Bratislava Castle

Address: Bratislava Castle, Bratislava

Opening hours: May-September: Tu-Su 10.00 - 18.00, October-April: Tu-Su 9.00 - 17.00

Description: Bratislava Castle (Bratislavsky hrad) is the central and the most important castle of Bratislava.
Bratislava Castle has a large and important history. Many legends are connected with the castle.

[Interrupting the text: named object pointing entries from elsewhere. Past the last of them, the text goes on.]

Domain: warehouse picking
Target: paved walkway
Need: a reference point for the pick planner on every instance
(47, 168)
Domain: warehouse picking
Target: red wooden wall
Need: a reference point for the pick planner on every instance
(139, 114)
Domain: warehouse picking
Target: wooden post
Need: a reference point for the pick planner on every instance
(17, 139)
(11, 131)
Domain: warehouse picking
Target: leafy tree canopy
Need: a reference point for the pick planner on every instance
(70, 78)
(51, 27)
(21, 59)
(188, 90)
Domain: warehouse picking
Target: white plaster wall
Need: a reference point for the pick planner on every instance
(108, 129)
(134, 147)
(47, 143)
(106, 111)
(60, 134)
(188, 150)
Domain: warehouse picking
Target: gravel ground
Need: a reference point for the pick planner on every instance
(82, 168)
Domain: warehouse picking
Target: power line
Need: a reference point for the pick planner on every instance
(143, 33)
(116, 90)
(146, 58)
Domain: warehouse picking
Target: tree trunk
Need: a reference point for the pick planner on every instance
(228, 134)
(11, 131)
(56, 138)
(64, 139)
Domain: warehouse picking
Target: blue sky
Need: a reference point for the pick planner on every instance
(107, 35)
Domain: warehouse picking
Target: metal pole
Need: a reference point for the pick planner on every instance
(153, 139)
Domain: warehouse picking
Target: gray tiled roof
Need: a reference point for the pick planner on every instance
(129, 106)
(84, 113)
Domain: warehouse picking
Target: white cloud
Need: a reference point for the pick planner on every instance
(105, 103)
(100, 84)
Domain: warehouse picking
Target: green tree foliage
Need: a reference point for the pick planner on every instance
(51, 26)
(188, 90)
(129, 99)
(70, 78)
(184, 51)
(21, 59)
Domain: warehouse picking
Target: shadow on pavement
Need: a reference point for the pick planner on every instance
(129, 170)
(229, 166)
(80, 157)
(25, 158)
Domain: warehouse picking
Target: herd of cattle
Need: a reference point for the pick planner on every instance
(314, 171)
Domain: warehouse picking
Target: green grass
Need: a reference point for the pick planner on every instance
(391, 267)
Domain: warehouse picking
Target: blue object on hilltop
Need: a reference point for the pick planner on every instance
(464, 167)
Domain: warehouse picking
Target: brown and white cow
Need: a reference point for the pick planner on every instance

Thanks to its location the castle provides an excellent view of Bratislava and Austria. The monumental square building stands on a scattered rocky hill directly above the Danube river in the middle of Bratislava. The building has a four corner towers. The biggest tower is the Crown Tower from the 13th century. The outside walls and inside corridors include fragments of old Gothic and Renaissance construction elements. Behind the entrance, there is an arcade corridor, the big Baroque staircase, and then the expositions of the Slovak National Museum. The southern part of the building includes the 4 halls of the Treasure Chamber with a collection of the most precious archaeological findings and other objects found in Slovakia, including the prehistoric statute (Venus of Moravany). On the 3rd floor is the exposition History of Slovakia. On the 1st floor in the southern part are the rooms of Slovak parliament - the National Council of the Slovak Republic. The former Baroque chapel (the northern part), there is the Music Hall. The court contains the gate to the Knights Hall.
The castle has been settled for thousands of years, thaks to strategic location in the center of Europe at a passage between the Carpathians and the Alps, at a very important ford used to cross the Danube river, and at an important crossing of central European trade routes.

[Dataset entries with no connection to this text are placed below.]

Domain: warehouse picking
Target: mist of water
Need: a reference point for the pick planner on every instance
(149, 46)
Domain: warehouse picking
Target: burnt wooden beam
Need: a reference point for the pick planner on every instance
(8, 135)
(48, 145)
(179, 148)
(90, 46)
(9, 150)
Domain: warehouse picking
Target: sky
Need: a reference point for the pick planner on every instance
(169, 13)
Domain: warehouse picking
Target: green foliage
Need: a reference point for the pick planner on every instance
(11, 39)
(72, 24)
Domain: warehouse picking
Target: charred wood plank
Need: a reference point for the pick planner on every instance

In the high Eneolithic Period, the people of the Baden culture were the first known culture to have constructed settlements on the castle hill. In the Early Iron Age, the people of the Kalenderberg Culture built a building of the castle hill. During the Celtic Period, the castle hill became a very important center of the Celts. The castle hill, which was situated at the Danube at the border of the Roman Empire, was also settled by the Romans during the Roman Period as findings of bricks of Roman legions and some parts of architecture suggest.
At the time of the Principality of Nitra, a Slavic castle with a wooden rampart was constructed with a huge area of 55,000 square metres. In the second half of the 9th century (at the time of Great Moravia) a palace of stone surrounded by habitations and a big basilica were added. The basilica is the biggest Great Moravian basilica from the territory of Slovakia. The construction of a new castle of stone started in the 10th century, but it was not finished. Under the Hungarian king Stephen I, the castle was already one of the central castles of the Kingdom of Hungary. The castle was turned into a proto-Romanesque palace of stone in the 12th century. From the beginning of the 16th century, Bratislava and its castle had to face various anti-Habsburg uprisings in Royal Hungary on the territory of Slovakia.
The emperor Ferdinand I. of Habsburg had rebuilt it into a Renaissance castle by Italian builders and artists from Rome, between 1552 and 1562. The building's form did not change, but it was completely changed inside and outside. Since some of the Renaissance changes were done in haste, gradual Early Baroque reconstruction started based on a design by architect Giovanni Battista Carlone (finished in 1647).
Maria Theresa (the queen of the Kingdom of Hungary) spent much time in Bratislava Castle, in modern royal residence (performed between 1761 and 1766).
In 1809, the Bratislava and the castle was bombarded by Napoleon troops. On 28 May 1811, the castle burst into huge flames due to carelessness of Austrian and Italian soldiers in the castle. The fire even spread into parts of the town. In 1946, the ruin was opened to the public.
After 1953 was decided to restore the castle. The restoration was done to the last (Baroque) state of the main building, but at many places older (Gothic, Renaissance) preserved elements or parts have been restored.
Since 1968, the exposition of the Slovak National Museum has been placed in the Bratislava Castle. At the same time its rooms have been used by the National Council of the Slovak Republic for presentation purposes.
In 1990, the castle housed a branch-office of the Slovak president temporarily. In 2005 were made the last minor adaptations on the occasion of the Bush-Putin Bratislava summit.